The Dynamic Factor Model

[1]:
import matplotlib.pyplot as plt
import numpy as np
import pandas as pd

import metran

metran.show_versions()
Python version: 3.10.12 | packaged by conda-forge | (main, Jun 23 2023, 22:40:32) [GCC 12.3.0]
numpy version: 1.26.4
scipy version: 1.12.0
pandas version: 2.0.3
matplotlib version: 3.8.3
pastas version: 1.3.0
numba version: 0.59.0
lmfit version: 1.2.2

Tip: To run this notebook and the related metran model, it is strongly recommended to install Numba (http://numba.pydata.org). This Just-In-Time (JIT) compiler compiles the computationally intensive part of metran model.

When modeling multiple groundwater time series within the same hydrological system, it often appears that these components show distinct correlations between locations. Usually large part of the correlation is caused by common input stresses like precipitation and evapotranspiration, which shows up within the deterministic components of the models.
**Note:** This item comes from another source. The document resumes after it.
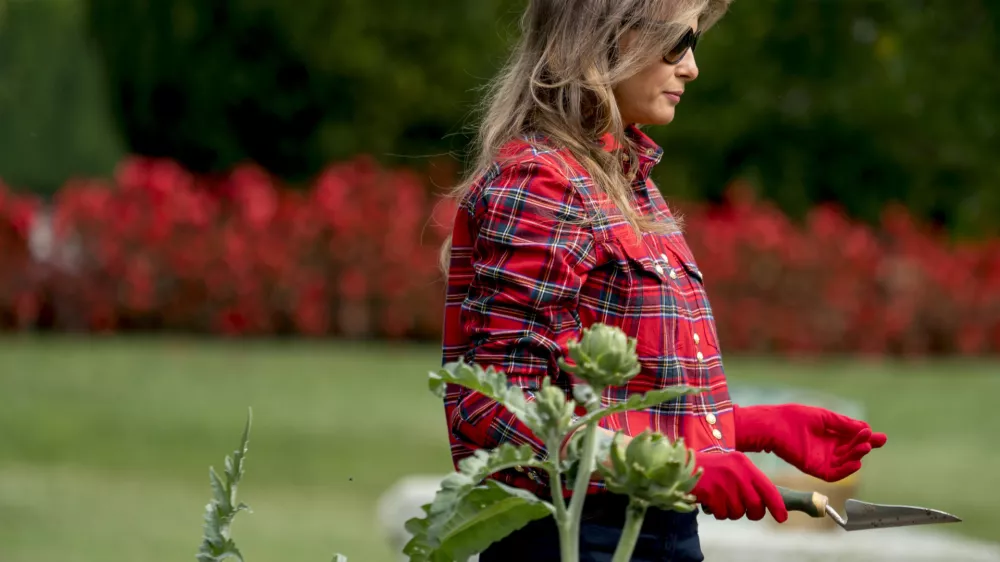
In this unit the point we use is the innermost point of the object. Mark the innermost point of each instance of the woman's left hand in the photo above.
(817, 441)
The residual components of the univariate TFN models are often correlated as well. This means that there is spatial correlation which has not been captured by the deterministic component, e.g. because of errors in common input data or due to simplification of the hydrological model leading to misspecification of the deterministic component. We can exploit these correlations by modeling the series simultaneously with a dynamic factor model. Dynamic factor modeling (DFM) is a multivariate timeseries analysis technique used to describe the variation among many variables in terms of a few underlying but unobserved variables called factors.

This notebook explains the Dynamic Factor Model (DFM) as presented in Berendrecht and Van Geer, 2016. It describes the model, model parameters and how the results may be interpreted.
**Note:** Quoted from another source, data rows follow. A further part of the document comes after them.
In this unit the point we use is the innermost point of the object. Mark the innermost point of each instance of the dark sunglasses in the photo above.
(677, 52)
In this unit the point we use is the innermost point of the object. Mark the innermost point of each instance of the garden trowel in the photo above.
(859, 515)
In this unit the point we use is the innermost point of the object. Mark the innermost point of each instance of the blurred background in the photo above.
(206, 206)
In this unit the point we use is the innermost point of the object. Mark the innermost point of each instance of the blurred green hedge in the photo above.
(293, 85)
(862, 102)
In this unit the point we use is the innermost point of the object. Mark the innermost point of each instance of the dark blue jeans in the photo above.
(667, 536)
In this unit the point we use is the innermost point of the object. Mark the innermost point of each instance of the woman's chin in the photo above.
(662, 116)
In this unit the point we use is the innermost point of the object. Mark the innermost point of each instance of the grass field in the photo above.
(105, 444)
1. Basic multivariate AR(1) model

A general univariate AR(1) model can be written as:

\[\begin{split}\begin{align} {x}_t&=\phi x_{t-1}+\eta_t\\ {n}_t&={x}_t+\varepsilon_t \end{align}\end{split}\]

with \(\phi\) the AR(1) parameter, \(\eta_t\) a zero mean white noise process, and \(\varepsilon_t\) the measurement noise. In the current version of metran the measurement noise is assumed to be zero, so that \(n_t=x_t\).

The multivariate extension of this model is:

\[\begin{split}\left[\begin{array}{c}x_{1}\\x_{2}\end{array}\right]_t = \left[\begin{array}{cc}\phi_{1} & 0\\0 & \phi_{2}\end{array}\right] \left[\begin{array}{c}x_{1}\\x_{2}\end{array}\right]_{t-1} + \left[\begin{array}{c}\eta_{1}\\\eta_{2}\end{array}\right]_t\end{split}\]

Or:

\[\mathbf{x}_t=\mathbf{\Phi} \mathbf{x}_{t-1}+\mathbf{\eta}_t\]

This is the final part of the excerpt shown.